Retail traders were once an afterthought in the stock market. Those days are over.
Anxious to know retail’s next move, nearly all hedge funds are monitoring retail traders on social media:
Fund managers who might have once derided small-time day traders as “dumb money” are scouring social-media posts for clues about where the herd might veer next. Some 85% of hedge funds and 42% of asset managers are now tracking retail-trading message boards, according to a survey by Bloomberg Intelligence.
J.P. Morgan is offering a product to top clients that helps them predict retail traders’ next move. Those high dollar clients are likely hedge funds:
Data shared with clients include the size of retail flows, the most discussed stocks on social media and companies that are likely to face a retail ‘squeeze’ — when small investors rush to a stock that hedge funds are betting against.
This comes as retail traders form an ever-larger part of the market. From the WSJ:
Individual traders in 2021 purchased a net $292 billion of U.S. stocks and exchange-traded funds, according to Vanda Research’s VandaTrack platform, which tracks and sells data on the purchases of U.S. equities by individual investors. That is more than seven times the amount in 2019. Individual investors so far appear poised to continue similar levels of buying activity in 2022.

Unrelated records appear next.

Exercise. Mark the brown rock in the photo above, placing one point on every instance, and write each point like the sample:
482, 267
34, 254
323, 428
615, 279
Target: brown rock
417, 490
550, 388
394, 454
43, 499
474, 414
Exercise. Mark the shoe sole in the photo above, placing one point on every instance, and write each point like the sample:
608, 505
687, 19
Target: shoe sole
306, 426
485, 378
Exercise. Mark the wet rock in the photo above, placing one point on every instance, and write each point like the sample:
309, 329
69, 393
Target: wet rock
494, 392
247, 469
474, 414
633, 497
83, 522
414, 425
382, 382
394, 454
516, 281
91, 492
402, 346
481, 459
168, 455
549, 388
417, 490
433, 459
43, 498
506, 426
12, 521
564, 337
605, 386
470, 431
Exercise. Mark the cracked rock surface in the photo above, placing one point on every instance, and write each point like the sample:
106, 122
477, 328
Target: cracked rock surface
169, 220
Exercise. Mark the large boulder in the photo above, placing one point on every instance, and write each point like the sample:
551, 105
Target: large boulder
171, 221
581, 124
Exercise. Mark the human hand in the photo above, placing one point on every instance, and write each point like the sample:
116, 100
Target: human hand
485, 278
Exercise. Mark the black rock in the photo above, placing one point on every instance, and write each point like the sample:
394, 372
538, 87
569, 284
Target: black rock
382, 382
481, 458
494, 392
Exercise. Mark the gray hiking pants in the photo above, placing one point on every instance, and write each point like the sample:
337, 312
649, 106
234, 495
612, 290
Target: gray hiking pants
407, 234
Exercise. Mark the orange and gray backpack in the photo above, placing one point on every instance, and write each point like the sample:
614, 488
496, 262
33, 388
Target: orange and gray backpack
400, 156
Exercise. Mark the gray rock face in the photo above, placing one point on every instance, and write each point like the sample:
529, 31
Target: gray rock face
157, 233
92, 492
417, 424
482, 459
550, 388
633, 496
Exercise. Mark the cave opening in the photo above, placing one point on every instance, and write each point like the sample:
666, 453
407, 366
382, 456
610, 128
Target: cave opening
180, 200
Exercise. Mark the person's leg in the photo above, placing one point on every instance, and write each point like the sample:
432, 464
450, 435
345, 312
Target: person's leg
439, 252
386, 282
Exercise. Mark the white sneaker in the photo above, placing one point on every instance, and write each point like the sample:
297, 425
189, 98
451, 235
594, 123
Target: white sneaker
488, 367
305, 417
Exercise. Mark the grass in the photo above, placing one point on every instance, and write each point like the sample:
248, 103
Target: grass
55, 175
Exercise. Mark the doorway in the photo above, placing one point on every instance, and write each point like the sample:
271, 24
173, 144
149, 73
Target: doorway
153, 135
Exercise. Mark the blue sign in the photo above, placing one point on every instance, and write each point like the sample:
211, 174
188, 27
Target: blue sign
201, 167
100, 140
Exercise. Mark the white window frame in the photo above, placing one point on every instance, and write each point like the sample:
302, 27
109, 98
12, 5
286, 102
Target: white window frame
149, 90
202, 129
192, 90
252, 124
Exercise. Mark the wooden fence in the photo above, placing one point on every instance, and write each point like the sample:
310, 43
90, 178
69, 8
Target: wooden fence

But it will be hard for retail traders to outmaneuver hedge funds if they always know retail’s next move. The solution may be to adopt a tool long used by crypto traders: encrypted messaging.
Applications like Signal, Telegram or Whatsapp make it easy to form groups and send encrypted messages. This could be a good way for retail traders to organize and coordinate trades.
After all, it’s much easier to burn hedge funds in a short squeeze when they don’t know you’re about to start buying the stock.
I’m curious to see if retail stock traders will adopt secure messaging technology as a weapon against hedge funds. In the mean time, remember: Big Brother is watching you.